Polimento, riscos e mossas

Um dos primeiros e mais importantes trabalhos é o polimento. O carro em que Pedro Pinto trabalhava durante a visita foi polido e levou uma proteção de quartzo, o que incrementa a altura da camada protetora.

“Qualquer pintor faz um polimento a um carro, mas em regra, no final, ficam marcas. Usamos materiais diferentes e focos de luz, com temperaturas diferentes, para que se consigam ver os defeitos.

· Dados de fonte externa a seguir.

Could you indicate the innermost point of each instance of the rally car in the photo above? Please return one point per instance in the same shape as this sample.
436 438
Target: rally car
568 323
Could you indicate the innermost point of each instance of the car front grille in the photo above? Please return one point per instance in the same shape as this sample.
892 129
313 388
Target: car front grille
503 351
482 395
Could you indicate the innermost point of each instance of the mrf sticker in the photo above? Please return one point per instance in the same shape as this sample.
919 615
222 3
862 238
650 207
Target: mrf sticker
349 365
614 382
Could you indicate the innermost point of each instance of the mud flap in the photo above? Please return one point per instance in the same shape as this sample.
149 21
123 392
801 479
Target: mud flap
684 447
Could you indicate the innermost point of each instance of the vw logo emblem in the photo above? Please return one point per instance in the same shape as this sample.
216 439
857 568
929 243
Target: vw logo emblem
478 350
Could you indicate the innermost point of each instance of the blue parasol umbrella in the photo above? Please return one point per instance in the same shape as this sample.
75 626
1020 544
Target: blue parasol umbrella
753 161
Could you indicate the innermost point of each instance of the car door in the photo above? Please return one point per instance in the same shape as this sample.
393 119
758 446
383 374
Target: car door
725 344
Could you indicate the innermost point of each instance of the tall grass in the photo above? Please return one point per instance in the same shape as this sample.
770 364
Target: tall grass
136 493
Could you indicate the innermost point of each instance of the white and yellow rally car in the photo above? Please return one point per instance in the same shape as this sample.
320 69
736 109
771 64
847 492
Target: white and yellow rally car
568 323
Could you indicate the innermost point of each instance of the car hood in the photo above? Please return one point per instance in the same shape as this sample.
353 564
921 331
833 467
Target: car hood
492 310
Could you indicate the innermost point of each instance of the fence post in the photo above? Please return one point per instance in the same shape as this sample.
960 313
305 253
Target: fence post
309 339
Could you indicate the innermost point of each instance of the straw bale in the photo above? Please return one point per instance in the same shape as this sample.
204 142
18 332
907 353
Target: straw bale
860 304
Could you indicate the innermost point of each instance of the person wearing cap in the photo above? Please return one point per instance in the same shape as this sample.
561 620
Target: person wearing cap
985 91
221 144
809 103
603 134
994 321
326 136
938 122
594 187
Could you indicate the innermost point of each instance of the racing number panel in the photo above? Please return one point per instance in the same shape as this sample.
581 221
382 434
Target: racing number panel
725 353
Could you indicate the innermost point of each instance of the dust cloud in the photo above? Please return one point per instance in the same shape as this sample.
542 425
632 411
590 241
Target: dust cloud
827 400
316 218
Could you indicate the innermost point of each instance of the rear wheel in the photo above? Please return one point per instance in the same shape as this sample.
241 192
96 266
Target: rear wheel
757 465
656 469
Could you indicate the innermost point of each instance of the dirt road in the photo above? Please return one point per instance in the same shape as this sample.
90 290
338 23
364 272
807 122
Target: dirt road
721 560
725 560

Um polimento pode demorar, em média, quatro dias.” Para proteger a pintura, muitos clientes optam pela proteção de quartzo, mantendo mais tempo o efeito obtido com o polimento. “No confronto com uma cera, irá ter maior proteção UV, maior resistência a químicos e a riscos, maior capacidade de autolimpeza e pode durar mais de um ano.” Também se faz polimento aos tubos de escape e aos faróis e hidratam-se os pneus. Já as jantes levam retoques de tinta e são polidas. Muitas vezes, é suficiente para dar um aspeto quase novo. “As jantes são retiradas e lavadas. No final, levam uma proteção, para que depois o alcatrão não agarre e seja mais fácil de lavar. Caso já tenham muitas falhas de tinta, terão de ser repintadas”, diz Pedro Pinto.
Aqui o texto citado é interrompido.